J'ai un sentiment très mitigé vis-à-vis d'André Breton. Comment cet homme, qui a su fédérer pareille bande de zèbres autour de l'idée d'introduire la liberté illimitée dans les arts au risque assumé de la provocation, s'est-il transformé en machine à exclure pire qu'un zélote obtus ?
D'autant que je n'ai jamais été époustouflé par Nadja ; si vous me demandez, l'élève René Crevel a largement dépassé le maître dans Êtes-vous fous ?
Et que j'ai l'impression que le gros de ses écrits consiste en vaticinations (c'est lui qui emploie le mot et se l'applique, dans une des notules de cet ouvrage), ratiocinations théoriques (là, c'est moi qui le dit) et anathèmes vite fatigants.

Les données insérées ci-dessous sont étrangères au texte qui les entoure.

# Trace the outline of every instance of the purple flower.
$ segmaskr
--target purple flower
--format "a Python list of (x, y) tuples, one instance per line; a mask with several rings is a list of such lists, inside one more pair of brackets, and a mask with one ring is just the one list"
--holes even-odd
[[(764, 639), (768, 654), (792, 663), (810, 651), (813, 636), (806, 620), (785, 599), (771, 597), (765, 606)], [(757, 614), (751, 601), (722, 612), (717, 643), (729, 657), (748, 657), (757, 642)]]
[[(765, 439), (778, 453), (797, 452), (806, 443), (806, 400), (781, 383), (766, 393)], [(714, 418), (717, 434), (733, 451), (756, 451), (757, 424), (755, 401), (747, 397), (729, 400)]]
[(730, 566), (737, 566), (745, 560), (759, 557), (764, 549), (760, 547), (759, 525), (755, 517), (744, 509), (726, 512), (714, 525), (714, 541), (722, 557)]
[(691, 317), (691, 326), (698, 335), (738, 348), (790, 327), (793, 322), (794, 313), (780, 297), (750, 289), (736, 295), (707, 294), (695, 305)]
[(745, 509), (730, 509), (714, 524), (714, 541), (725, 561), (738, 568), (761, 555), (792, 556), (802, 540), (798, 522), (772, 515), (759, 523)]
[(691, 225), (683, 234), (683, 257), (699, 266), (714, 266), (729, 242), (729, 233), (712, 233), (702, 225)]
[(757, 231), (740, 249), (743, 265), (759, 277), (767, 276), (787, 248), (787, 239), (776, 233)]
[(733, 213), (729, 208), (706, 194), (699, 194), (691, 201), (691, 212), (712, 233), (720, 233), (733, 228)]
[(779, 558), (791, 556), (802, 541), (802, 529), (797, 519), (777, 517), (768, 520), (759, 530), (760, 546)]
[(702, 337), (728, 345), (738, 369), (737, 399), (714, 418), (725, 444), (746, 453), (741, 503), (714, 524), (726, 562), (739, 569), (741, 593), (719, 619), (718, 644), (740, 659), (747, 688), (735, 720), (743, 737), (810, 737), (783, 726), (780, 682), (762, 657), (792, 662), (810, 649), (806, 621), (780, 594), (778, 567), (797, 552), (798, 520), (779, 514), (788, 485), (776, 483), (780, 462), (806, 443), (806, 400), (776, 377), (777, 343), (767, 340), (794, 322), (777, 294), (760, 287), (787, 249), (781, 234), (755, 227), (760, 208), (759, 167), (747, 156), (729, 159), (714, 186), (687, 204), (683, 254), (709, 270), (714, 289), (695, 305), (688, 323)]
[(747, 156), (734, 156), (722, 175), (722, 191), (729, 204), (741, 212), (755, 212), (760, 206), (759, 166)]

Mais je lui donnerai encore sa chance : Les champs magnétiques et L'amour fou connaîtront un jour la caresse de mes yeux.

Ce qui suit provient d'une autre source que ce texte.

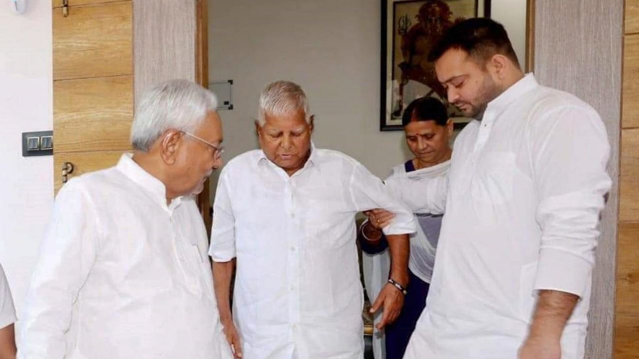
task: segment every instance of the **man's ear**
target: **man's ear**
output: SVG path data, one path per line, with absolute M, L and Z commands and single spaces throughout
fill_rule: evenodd
M 178 150 L 181 144 L 182 133 L 177 130 L 169 130 L 160 137 L 160 154 L 167 164 L 175 163 Z
M 312 134 L 314 128 L 315 128 L 315 115 L 311 115 L 309 119 L 309 132 Z
M 452 119 L 448 119 L 446 122 L 446 133 L 448 134 L 448 137 L 452 137 L 452 132 L 455 128 L 455 123 L 452 121 Z
M 262 133 L 260 131 L 261 128 L 262 126 L 259 125 L 259 122 L 257 119 L 255 120 L 255 134 L 258 137 L 260 137 L 262 135 Z
M 509 60 L 504 55 L 496 54 L 490 59 L 490 66 L 493 68 L 495 75 L 499 79 L 506 77 L 507 67 L 510 65 Z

Et nos moutons, hein ? Cette Anthologie de l'humour noir ?
Il y a du très bon, mais aussi du médiocre.
Je passe vite sur ce qu'il faut rendre à Breton, largement détaillé dans d'autres critiques : l'invention du concept d'humour noir, promis à une belle postérité, ainsi que la résurrection d'auteurs oubliés et depuis redevenus célébrés.
Dans le très bon, une introduction lumineuse ; mais suivie dans le médiocre par la répétition de freudisme mal digéré dans la succession de notules. Qui en deviennent parfois lourdaudes.
Très bon aussi : des auteurs inattendus ou peu connus, ou encore peu connus pour cet aspect de leurs écrits. Je pense à Jonathan Swift (dont la solution au problème des enfants indigents d'Irlande est… indigeste), ou à Christian-Dietrich Grabbe. Il y a aussi Charles Fourier (pour des écrits cosmogoniques délirants en marge de son utopie), Sade (ce qui ne me surprend qu'à moitié, j'ai souvent pensé qu'il était peut-être plus ironique que le pathétique obsédé qu'on croit). Et encore des ahuris grandioses comme l'émouvant Jean-Pierre Brisset, visiblement connu de tous ceux qui s'intéressent à la « littérature des fous » (une piste à éventuellement creuser).
On retrouve avec surprise Gide (puis Arthur Cravan qui se paie Gide) et avec plaisir Rimbaud pour Un coeur sous une soutane.
C'est là que le bât commence à blesser : c'est parfois très drôle (parfois moins ou pas du tout, d'ailleurs), mais où est le « noir » ? On a l'impression que Breton s'est fait le plaisir de citer des auteurs en élargissant sa définition pour les intégrer. Mais où sont passés le morbide ou l'ironie déplacée à l'endroit de sujets pathétiques, qui sont dans mon acception consubstantiels à l'humour noir. C'est encore plus fréquent à mesure qu'on arrive à ses contemporains, d'autant qu'on n'est pas dépaysés par les heureux élus cités pourvu qu'on connaisse un peu l'animal.
Au total, un sentiment mitigé concernant cette anthologie (décidément…) peut-être dû à l'erreur de se l'envoyer d'un seul tenant au lieu d'y picorer des petits bouts de plaisir sur une plus longue durée.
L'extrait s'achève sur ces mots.